The man walked inside, pausing in the particle arrester. “Thank you, Doctor,” he said, his elbows lifting, letting the vacuum get a good pull on his whole body. “I’ve been looking forward to this moment.”
Stark stood several feet from the flagellant, but, good God, the smell of him. Soot, gas, and the horrific sweetness of burning flesh. The smell drilled through Stark’s sinuses, right into his memory.
Sudan.
The skid-37 outbreak, the smell put him right there again, when he’d built his one and only funeral pyre. Fourteen bodies had needed disposal, but the ground was rock-hard from drought. The sun, relentless. So while flop-eared goats watched from a pen
, Stark and three volunteers piled the corpses and doused them with gas.
“What do you want?”
The man reached up and pinched the zipper at his chin and drew it up over his nose and between his eyes.
Laughter kicked up in Stark, a galloping hysterical roil. “Oh my God.”
The man tossed the hood-mask onto Stark’s kitchen table. “Is that scotch?”
Still laughing, Stark handed Pedro Muñoz the glass in his hand.
Muñoz, dour as winter, looked down at the drink. “Pour me a fresh one, Doctor.”
Stark couldn’t stop laughing as he pulled the bottle out of the liquor cabinet again, and clinked ice into a clean glass. “Oh, my God.”
He put the glass down in front of Muñoz as the younger man sat at the kitchen table. The delight and wonder that Stark felt wasn’t mirrored in Muñoz’s haunted expression, though. Something terrible had happened to Muñoz, too terrible for a happy reunion over drinks. The young doctor, urbane yet earnest in their conversations four days ago, now seemed slightly feral, his eyes skittered anxiously and he had the air of prey. Muñoz held the glass of scotch with grave seriousness, pressing his lips together, wary gratitude on his grimy face.
Nonetheless, Stark felt like a long-lost brother had finally come home, and for a moment, the scaling mortality rate of Big Bonebreaker, Isabel’s betrayal, Joaquin’s phone call fell away. He tried to staunch his laughter, but couldn’t, as he dropped into a chair across from Muñoz. “How,” Stark said, “in the world …?”
Muñoz ignored him and drank deep. He let out a whoof of air, savoring the burn. “Boy.”
Stark had a hundred questions, and wanted to loose them all, but if he’d needed a drink after his day, he imagined Muñoz must feel like a man in a desert. He could let the man enjoy his scotch without yapping at him like a hysterical puppy.

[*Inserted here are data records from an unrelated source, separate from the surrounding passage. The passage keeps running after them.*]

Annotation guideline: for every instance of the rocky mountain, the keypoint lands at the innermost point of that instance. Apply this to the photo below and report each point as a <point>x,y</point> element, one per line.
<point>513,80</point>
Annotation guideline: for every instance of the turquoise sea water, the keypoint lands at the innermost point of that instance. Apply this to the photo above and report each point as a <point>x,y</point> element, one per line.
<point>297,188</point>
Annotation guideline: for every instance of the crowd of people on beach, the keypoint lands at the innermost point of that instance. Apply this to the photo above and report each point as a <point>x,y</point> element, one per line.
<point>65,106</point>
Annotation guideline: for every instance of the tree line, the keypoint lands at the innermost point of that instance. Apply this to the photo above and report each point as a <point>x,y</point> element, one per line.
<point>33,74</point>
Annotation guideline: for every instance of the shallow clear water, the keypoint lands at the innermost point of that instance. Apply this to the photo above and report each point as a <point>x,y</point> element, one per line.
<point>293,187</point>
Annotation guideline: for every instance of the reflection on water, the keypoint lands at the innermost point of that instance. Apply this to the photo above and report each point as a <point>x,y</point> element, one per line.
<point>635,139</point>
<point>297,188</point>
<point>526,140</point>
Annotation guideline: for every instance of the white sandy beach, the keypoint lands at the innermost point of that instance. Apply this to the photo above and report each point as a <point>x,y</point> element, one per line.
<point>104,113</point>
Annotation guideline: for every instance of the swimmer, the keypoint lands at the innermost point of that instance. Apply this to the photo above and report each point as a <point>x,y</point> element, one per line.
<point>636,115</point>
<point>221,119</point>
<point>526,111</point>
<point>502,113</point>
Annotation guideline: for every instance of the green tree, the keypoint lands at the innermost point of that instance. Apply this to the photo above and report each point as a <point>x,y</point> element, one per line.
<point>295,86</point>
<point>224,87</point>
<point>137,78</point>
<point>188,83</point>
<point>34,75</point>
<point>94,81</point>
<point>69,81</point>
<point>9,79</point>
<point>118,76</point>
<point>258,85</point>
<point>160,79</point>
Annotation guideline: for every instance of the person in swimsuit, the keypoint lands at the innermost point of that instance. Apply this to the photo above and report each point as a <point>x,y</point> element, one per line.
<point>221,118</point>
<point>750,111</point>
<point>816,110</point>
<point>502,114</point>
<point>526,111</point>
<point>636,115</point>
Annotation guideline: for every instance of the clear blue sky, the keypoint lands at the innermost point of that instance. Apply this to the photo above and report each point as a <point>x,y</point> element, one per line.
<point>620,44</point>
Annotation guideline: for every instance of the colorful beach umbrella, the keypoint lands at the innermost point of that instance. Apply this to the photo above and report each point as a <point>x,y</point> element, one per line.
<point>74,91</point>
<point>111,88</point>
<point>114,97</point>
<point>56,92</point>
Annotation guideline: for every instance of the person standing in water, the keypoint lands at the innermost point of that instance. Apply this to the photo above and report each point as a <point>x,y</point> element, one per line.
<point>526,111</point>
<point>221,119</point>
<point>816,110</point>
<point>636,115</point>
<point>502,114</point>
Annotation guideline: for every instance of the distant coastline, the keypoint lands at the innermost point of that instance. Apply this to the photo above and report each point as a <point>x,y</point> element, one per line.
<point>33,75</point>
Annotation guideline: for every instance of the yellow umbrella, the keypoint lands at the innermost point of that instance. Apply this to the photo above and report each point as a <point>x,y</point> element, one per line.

After a few more sips, Muñoz let out a shaky sigh. “Well, that’s a little better.”
“You were listed as dead, Pedro.”
Muñoz seemed struck by that thought, amazed. “Good. That’s good,” he said. “You know, the last four days were scary, but nothing like trying to sneak into La Alta just now.” He tilted the glass back until he was kissing ice and closed his eyes in rapture as the cubes touched his mouth.